Depuis plus d'un an, nous avons fait fonctionner l'Agence en préfiguration, par le biais du Comité National d'Engagement de tous les partenaires.
Depuis un an, les travaux ont commencé dans de nombreux sites et la concertation est pratiquement partout. Quel bonheur de voir déjà Croix Chevalier à Blois évoluer, Félix Piat à Marseille, le Mirail à Toulouse, le quartier Wilson à Reims, le Chemin Vert à Boulogne sur mer, le quartier Wilworde à Maubeuge, les Tarterets à Corbeil.
A cette heure-ci, Monsieur le Président,
· 5 conventions globales définitives ont été signées pour 542 millions d'euros, dont 222 pour la partie Agence,
· 4.093 démolitions,
· 3.896 reconstructions,
· 6.551 résidentialisations avec refonte complète du quartier, · 12 sont en cours de rédaction et de validation pour 1.744 milliards d'euros, 30.000 résidentialisations, 10.595 démolitions,
· 70 conventions seront signées et opérationnelles au 1er trimestre 2004, et 94 conventions au 2ème trimestre de la même année.
L'Agence, en tant que telle, sera installée physiquement le 17 novembre 2003 par le Premier Ministre, l'équipe est recrutée, elle est en place.
Les garanties de fonctionnement de cette Agence :
· Il s'agit d'un EPIC, un Etablissement Public Industriel et Commercial autonome protégé des aléas budgétaires par une Loi de Programme et un minimum annuel. C'est un mélange de la forme la plus aboutie de la décentralisation, puisqu'elle garantit en réalité l'action des partenaires locaux et en même temps une mobilisation massive, autour de l'Etat, de tous les partenaires.
· Tout est filmé, avec un point annuel ; mémoire des quartiers et compte rendu de l'avancement des travaux,
· Comité indépendant de suivi, véritable vigie républicaine.
L'avenir de ce programme :
· Les quartiers difficiles accrochés à des réalités urbaines : nous réussirons à 100 %
· Les sites orphelins : plus difficiles, mais nous réussirons également,
· Reste un dossier dans le dossier, un cas particulier : la Seine Saint Denis et une Partie du Val d'Oise qui nécessite pour nous des moyens encore plus exorbitants sur lesquels nous serons au clair avant Noël, sachant qu'en tout état de cause, les projets ont déjà démarré et fonctionnent.
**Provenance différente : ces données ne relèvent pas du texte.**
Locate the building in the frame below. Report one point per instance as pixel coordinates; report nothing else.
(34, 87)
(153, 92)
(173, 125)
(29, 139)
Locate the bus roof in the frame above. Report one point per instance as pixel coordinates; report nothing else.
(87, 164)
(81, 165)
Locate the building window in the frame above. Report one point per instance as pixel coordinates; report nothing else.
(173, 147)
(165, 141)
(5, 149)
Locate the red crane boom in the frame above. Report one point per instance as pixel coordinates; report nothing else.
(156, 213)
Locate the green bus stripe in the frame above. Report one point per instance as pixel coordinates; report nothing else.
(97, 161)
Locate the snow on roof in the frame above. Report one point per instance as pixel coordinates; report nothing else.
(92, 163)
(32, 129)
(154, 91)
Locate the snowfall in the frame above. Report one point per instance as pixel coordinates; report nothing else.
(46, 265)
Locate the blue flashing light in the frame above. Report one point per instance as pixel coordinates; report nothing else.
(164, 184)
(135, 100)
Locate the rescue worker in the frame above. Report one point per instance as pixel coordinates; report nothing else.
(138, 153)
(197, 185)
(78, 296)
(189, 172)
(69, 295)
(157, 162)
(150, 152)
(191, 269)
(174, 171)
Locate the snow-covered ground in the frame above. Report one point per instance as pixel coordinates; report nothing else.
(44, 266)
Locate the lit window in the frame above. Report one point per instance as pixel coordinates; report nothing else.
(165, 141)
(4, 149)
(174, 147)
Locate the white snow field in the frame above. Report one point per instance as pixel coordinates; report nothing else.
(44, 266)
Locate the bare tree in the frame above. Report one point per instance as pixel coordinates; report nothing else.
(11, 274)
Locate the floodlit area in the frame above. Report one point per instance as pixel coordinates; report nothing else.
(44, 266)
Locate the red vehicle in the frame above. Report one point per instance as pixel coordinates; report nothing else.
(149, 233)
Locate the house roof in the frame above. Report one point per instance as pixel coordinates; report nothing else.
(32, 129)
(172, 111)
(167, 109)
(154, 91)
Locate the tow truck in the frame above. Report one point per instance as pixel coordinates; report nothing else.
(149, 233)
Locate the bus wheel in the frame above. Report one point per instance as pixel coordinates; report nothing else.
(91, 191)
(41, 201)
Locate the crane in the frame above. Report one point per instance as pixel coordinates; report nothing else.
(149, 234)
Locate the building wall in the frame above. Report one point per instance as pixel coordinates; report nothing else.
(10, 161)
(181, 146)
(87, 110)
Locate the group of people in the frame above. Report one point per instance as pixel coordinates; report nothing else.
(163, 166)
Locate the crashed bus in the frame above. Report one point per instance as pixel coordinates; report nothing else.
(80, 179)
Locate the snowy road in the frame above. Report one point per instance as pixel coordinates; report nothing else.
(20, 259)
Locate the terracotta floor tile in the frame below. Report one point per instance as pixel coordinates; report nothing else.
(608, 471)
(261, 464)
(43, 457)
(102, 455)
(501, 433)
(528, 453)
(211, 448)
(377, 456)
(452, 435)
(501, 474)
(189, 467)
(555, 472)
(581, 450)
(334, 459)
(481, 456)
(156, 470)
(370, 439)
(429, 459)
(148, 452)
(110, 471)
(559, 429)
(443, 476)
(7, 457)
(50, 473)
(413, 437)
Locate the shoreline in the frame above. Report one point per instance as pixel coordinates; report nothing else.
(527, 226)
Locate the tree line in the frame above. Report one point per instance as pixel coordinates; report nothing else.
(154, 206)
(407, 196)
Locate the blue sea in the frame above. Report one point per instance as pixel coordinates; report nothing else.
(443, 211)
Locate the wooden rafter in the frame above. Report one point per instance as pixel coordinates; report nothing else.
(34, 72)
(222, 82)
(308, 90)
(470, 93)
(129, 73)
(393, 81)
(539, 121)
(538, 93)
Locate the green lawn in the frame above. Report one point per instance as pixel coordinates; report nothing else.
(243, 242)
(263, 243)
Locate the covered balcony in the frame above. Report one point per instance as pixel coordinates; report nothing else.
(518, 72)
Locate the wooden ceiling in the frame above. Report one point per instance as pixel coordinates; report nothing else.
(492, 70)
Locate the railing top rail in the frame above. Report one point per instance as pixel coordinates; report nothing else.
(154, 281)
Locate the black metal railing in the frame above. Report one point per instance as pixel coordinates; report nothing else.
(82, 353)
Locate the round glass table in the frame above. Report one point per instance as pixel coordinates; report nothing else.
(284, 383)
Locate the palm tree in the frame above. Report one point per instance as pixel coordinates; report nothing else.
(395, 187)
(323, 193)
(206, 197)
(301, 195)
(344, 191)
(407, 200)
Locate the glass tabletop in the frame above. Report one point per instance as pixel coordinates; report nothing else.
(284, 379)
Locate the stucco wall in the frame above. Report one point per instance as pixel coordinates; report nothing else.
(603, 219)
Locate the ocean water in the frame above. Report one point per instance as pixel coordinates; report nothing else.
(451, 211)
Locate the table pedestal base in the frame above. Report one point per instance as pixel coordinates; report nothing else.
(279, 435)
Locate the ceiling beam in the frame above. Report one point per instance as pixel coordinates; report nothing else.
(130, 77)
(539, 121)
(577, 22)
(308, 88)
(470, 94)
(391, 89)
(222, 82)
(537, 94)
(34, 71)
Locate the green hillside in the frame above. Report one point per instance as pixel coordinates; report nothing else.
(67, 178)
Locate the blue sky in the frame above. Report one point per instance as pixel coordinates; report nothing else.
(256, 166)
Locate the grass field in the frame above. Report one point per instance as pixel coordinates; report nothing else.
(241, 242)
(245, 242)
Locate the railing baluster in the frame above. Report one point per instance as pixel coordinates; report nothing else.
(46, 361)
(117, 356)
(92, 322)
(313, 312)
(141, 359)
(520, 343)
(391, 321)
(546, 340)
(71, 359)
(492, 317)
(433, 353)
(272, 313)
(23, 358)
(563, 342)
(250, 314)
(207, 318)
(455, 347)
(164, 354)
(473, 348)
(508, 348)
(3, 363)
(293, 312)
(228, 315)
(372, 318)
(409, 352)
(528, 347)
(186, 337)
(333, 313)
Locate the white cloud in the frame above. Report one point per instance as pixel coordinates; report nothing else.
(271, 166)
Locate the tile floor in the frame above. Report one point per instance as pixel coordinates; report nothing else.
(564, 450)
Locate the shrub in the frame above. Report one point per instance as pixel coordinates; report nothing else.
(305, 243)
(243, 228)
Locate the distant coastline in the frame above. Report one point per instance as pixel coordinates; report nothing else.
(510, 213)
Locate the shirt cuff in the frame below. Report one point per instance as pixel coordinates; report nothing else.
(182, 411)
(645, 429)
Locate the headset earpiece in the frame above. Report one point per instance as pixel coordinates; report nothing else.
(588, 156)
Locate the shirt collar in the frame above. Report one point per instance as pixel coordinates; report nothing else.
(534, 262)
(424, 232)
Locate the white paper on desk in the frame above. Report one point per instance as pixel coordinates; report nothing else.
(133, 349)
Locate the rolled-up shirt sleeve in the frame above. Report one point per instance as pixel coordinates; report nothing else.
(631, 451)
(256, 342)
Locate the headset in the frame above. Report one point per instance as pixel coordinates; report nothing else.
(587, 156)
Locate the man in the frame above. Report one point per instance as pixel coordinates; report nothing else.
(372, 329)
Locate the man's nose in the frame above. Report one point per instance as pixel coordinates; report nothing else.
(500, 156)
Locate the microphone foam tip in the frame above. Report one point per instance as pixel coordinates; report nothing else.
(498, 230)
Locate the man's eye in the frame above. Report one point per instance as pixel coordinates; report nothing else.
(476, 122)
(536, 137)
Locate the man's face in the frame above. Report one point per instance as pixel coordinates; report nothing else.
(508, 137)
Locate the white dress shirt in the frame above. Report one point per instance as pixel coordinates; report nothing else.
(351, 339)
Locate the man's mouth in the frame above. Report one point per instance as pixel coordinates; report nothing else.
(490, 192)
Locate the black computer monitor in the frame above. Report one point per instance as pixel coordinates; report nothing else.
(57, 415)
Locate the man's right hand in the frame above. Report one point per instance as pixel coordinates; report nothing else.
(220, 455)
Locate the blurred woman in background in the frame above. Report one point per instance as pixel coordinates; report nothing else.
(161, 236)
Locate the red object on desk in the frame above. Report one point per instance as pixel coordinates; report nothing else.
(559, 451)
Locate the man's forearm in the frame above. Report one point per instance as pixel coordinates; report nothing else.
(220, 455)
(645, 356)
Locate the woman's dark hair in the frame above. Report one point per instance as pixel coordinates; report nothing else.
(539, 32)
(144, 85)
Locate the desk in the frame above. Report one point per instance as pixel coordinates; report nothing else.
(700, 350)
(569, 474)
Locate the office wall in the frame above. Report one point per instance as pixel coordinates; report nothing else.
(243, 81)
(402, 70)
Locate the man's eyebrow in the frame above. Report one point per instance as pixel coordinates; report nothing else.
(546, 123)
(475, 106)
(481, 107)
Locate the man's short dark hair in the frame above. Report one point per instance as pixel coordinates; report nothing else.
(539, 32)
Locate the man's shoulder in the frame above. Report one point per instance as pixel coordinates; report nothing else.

Mais il faudra faire plus.
La machine est en route, Monsieur le Président, elle ne s'arrêtera pas. Car elle ne repose plus aujourd'hui sur un homme mais sur une méthode et un partenariat.
Plus personne, à compter d'aujourd'hui, pas une ville, pas un organisme HLM ne pourra dire devant un ghetto je ne savais pas ou je ne pouvais pas.
Casser la spirale infernale était, est, la priorité.
Ramener de la fluidité et de l'envie de vivre partout ; c'est la vraie mixité. C'est ce programme qui est en route.
Bien entendu, il doit être accompagné :
- par l'emploi dans ces quartiers, et
- c'est la réouverture de 44 Zones Franches Urbaines, présentées en son temps par Jean-Claude Gaudin et Alain Juppé, et
- la création de 41 nouvelles ZFU votées et pour lesquelles nous avons malgré tous les a priori obtenu l'accord de Bruxelles.
Avec la mobilisation de tous, ce seront 100.000 emplois qui seront créés dans ces quartiers. Enfin, tout ceci nécessite un accompagnement humain très important qui est partie prenante du programme.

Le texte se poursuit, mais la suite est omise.